わがまま 気のまま 愛のジョーク (Wagamama ki no mama ai no JOOKU; Selfish, willful joke of love)

Admittedly, this is the real song that got me back into Morning Musume. The dance, the song itself, the styling… and the fact I actually recognized Michishige Sayumi helped, but overall this was a fantastic single/song. I really can’t say more about it, but I’m still kind of obsessed with this song.

見返り美人 (Mikaeri bijin, Looking-back beauty)

The turning point when any connection to the original Morning Musume was lost; Michishige sang with Abe and Iida, but with her graduation the connection would be lost until November 2017 when Morning Musume started their 20th Anniversary celebrations. Marketed as ‘danceable enka,’ I thought the song was a great tribute to the last few members to come before them. Their outfits, including their necklace, were made in the image colors of all the members since Takahashi Ai (someone pointed out).

ムキダシで向き合って (Mukidashi de mukiatte, Go forth with bare-nakedness)

This entire single (which was triple A-sided) was incredible; I originally didn’t quite like ‘Sexy Cat no enzetsu,’ but I’ve been listening to it a lot lately. This song (‘Mukidashi de mukiatte’) seems to be the happy medium between the two others: ‘Sexy Cat’ was seen as more of a fans’ song, while ‘Sou ja nai’ was more of a song to gain more fans. I think this satisfied the needs of both the fans while probably gaining new ones with this song. The styling was amazing for this song, to be honest.

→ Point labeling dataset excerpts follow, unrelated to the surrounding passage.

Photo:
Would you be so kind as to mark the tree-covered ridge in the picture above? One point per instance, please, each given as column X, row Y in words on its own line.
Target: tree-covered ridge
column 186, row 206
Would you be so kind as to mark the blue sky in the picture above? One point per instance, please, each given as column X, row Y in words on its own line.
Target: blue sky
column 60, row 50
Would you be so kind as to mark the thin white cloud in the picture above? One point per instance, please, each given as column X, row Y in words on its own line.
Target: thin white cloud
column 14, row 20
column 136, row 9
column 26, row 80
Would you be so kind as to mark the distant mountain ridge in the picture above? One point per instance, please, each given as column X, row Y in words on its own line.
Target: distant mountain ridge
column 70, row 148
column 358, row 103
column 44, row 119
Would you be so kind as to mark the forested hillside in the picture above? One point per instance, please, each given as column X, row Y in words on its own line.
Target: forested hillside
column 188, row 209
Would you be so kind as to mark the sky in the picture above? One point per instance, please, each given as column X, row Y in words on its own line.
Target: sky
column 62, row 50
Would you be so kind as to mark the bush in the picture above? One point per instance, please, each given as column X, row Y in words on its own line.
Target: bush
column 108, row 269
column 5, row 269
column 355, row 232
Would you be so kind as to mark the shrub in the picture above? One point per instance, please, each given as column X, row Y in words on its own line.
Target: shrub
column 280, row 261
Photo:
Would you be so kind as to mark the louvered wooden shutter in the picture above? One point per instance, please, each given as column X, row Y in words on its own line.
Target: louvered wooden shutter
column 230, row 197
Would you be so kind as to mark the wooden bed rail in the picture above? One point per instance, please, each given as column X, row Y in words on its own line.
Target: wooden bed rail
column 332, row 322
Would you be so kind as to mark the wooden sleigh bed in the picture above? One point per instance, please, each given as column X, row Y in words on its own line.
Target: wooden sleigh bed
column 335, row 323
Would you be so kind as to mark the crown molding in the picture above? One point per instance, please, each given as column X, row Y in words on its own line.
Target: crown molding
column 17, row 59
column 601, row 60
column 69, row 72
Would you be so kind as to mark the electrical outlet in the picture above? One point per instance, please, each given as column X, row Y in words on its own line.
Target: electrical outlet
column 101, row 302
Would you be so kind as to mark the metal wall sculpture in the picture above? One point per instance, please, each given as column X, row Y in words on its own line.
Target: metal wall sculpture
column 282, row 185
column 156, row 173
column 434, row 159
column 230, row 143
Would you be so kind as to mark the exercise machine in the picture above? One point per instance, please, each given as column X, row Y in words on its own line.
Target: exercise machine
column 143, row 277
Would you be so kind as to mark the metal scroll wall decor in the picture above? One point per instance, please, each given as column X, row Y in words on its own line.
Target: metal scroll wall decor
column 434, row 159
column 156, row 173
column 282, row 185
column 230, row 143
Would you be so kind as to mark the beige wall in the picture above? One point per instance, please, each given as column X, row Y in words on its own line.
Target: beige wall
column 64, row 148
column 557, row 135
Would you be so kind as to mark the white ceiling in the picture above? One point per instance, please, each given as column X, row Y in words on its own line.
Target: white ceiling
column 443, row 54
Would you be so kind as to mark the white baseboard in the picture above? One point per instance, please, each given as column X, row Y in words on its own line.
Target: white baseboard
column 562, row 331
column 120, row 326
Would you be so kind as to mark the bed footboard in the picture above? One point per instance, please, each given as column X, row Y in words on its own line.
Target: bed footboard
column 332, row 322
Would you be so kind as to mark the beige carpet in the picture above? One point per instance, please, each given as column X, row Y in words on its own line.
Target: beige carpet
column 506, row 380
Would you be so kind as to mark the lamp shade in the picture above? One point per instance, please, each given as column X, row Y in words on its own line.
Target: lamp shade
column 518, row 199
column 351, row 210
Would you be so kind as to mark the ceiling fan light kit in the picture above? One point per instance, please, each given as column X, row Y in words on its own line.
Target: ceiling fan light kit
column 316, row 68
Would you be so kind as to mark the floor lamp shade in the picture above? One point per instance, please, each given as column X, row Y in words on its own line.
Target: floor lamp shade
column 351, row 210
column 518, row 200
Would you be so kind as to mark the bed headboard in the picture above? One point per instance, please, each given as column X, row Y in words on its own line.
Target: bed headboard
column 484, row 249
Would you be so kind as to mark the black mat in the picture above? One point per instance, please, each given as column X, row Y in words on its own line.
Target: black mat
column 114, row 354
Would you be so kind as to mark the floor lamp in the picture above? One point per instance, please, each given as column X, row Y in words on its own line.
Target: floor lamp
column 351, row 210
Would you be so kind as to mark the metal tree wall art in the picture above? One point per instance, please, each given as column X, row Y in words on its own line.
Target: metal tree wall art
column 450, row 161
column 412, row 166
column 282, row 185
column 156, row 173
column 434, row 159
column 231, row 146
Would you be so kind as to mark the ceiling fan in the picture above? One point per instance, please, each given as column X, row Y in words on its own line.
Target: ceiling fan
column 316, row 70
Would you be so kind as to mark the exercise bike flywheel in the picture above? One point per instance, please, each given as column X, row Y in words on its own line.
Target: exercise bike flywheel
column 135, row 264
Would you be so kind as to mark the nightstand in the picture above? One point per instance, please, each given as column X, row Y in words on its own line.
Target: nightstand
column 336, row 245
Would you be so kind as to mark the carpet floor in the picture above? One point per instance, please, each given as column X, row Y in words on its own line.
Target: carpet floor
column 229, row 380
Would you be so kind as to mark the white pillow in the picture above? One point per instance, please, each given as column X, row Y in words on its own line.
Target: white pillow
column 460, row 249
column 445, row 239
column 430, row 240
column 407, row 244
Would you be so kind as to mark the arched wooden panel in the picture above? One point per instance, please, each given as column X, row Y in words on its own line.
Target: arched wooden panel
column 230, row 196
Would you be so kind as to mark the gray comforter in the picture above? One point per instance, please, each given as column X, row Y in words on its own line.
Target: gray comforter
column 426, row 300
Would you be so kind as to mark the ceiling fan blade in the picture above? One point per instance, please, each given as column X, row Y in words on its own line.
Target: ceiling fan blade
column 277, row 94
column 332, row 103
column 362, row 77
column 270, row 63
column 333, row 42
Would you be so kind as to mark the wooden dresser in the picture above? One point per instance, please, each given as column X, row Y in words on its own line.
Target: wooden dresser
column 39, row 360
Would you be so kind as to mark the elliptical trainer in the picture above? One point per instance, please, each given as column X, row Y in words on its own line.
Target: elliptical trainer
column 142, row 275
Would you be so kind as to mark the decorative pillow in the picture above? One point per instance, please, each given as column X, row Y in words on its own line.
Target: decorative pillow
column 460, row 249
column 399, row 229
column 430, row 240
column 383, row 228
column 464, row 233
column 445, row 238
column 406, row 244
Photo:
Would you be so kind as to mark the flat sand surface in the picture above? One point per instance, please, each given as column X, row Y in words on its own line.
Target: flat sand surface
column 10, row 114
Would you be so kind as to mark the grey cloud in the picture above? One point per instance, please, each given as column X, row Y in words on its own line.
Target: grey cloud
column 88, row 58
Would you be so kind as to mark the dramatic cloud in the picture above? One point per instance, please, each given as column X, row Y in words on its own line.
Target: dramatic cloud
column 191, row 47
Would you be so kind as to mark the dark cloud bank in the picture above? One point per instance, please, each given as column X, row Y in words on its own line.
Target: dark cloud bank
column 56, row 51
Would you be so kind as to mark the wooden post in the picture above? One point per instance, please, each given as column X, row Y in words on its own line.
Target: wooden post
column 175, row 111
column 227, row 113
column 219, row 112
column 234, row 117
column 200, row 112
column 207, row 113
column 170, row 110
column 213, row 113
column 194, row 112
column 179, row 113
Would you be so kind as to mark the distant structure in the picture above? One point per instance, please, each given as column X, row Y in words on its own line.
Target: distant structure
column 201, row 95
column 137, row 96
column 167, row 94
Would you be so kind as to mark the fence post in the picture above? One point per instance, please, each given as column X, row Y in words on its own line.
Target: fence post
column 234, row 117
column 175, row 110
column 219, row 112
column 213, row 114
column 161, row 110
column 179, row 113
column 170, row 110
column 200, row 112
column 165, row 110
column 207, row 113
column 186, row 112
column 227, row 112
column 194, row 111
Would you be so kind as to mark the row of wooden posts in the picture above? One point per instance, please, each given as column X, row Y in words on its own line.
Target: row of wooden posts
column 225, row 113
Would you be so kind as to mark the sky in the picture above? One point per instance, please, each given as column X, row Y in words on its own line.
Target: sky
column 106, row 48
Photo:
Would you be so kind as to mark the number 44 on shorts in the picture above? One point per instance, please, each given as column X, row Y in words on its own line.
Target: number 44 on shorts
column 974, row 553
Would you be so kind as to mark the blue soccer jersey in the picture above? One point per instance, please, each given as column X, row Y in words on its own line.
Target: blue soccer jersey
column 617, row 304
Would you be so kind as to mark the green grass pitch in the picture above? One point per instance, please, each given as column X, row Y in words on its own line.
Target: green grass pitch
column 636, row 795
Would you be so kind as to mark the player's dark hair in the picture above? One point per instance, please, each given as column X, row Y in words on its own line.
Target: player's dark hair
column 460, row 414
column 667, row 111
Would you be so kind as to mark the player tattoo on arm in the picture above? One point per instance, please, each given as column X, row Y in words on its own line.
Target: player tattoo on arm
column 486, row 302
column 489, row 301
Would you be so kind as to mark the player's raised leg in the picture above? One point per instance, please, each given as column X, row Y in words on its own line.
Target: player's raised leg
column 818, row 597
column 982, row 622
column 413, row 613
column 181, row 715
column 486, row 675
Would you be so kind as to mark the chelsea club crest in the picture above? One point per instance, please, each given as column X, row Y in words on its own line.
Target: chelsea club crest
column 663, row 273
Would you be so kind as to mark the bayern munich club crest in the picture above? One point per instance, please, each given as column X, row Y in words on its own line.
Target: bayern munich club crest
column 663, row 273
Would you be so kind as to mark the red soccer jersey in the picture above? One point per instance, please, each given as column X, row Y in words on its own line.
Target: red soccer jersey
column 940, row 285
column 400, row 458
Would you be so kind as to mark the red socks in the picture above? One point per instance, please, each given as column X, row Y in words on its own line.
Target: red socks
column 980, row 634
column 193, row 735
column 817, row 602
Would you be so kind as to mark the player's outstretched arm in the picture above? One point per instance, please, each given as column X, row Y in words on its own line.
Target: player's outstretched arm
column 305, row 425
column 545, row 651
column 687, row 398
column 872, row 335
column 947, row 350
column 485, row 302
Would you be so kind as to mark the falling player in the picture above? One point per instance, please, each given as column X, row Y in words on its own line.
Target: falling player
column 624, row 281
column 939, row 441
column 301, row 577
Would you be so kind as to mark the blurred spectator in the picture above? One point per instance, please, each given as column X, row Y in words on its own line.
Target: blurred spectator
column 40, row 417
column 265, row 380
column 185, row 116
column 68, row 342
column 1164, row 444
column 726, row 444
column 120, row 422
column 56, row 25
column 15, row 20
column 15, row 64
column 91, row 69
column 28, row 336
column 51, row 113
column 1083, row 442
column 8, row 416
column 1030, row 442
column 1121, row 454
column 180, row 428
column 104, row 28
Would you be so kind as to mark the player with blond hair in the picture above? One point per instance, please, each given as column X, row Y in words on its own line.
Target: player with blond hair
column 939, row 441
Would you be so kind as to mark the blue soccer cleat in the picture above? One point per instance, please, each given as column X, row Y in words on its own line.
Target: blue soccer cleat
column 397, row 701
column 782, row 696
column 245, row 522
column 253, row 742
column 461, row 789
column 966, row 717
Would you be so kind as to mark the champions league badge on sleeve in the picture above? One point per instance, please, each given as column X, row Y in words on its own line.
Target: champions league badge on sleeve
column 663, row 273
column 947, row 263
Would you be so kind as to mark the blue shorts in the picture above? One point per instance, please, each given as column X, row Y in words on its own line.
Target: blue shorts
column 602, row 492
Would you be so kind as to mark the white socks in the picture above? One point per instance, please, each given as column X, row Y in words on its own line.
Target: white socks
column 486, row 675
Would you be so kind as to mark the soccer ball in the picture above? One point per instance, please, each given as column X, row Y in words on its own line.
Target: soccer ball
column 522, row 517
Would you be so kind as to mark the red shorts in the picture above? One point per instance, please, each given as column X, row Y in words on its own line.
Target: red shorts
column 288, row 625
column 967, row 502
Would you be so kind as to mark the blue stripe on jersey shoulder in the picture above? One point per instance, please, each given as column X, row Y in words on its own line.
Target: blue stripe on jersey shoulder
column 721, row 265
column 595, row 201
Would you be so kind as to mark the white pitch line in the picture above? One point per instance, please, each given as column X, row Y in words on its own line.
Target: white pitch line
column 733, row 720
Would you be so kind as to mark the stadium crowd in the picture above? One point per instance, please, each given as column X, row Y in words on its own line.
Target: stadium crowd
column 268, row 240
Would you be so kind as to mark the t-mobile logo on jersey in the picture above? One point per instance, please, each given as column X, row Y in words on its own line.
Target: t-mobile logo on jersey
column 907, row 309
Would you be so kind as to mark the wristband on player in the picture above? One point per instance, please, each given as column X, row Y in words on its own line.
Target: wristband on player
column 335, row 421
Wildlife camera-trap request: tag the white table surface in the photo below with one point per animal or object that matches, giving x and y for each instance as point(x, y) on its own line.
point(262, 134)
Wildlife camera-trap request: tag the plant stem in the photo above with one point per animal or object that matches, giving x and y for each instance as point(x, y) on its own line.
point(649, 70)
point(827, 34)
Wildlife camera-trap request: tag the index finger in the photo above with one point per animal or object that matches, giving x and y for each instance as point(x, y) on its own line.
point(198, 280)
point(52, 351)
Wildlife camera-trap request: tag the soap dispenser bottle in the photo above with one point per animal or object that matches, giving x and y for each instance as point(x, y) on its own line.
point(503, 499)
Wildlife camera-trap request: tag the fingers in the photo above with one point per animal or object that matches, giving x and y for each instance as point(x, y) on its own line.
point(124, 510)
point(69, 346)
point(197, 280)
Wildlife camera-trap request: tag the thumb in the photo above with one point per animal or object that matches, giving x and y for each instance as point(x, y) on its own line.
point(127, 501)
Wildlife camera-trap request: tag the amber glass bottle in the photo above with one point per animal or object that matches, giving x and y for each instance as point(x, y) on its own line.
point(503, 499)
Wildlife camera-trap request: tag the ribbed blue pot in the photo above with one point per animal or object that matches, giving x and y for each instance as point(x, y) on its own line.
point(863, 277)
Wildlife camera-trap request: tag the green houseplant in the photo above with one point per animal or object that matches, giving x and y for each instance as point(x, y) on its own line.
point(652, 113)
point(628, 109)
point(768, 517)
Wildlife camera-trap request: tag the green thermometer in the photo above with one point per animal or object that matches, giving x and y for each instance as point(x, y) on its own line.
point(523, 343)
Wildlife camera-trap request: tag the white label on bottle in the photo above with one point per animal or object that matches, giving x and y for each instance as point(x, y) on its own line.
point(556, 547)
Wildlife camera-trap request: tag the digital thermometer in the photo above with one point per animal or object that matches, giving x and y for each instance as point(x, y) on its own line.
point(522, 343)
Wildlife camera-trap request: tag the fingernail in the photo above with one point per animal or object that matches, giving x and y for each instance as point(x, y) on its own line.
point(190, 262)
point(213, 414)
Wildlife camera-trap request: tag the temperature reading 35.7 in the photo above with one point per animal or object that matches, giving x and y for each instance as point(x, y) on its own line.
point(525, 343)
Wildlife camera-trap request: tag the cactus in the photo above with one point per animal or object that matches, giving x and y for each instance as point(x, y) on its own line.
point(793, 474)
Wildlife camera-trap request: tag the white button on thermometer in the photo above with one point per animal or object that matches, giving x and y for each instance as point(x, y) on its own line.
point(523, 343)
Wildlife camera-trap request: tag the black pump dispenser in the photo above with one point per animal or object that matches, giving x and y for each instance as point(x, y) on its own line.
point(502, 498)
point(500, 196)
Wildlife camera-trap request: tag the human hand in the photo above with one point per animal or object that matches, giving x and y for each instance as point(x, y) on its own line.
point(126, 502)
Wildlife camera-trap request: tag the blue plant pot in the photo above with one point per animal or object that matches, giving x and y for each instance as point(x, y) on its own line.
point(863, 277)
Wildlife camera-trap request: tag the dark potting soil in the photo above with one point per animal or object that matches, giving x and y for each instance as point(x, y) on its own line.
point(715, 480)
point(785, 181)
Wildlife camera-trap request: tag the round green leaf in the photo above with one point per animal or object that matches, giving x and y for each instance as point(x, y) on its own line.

The song is also featured in their mobile rhythm-based game.

女子かしまし物語 (Joshi kashimashi monogatari, Noisy girls’ stories)

I included this as a ‘bonus track’: I think this became Morning Musume’s signature song, only after “LOVE Machine,” at least maybe within their fan base. I liked this version where the others sang about one of the girls, but it’s probably easier to compose verses everyone can sing on their own (from songs ‘2’ and beyond), and it allows members their own recognizable solos. I can imagine as a member after 2003, having a verse in this song is what makes you feel like an actual member.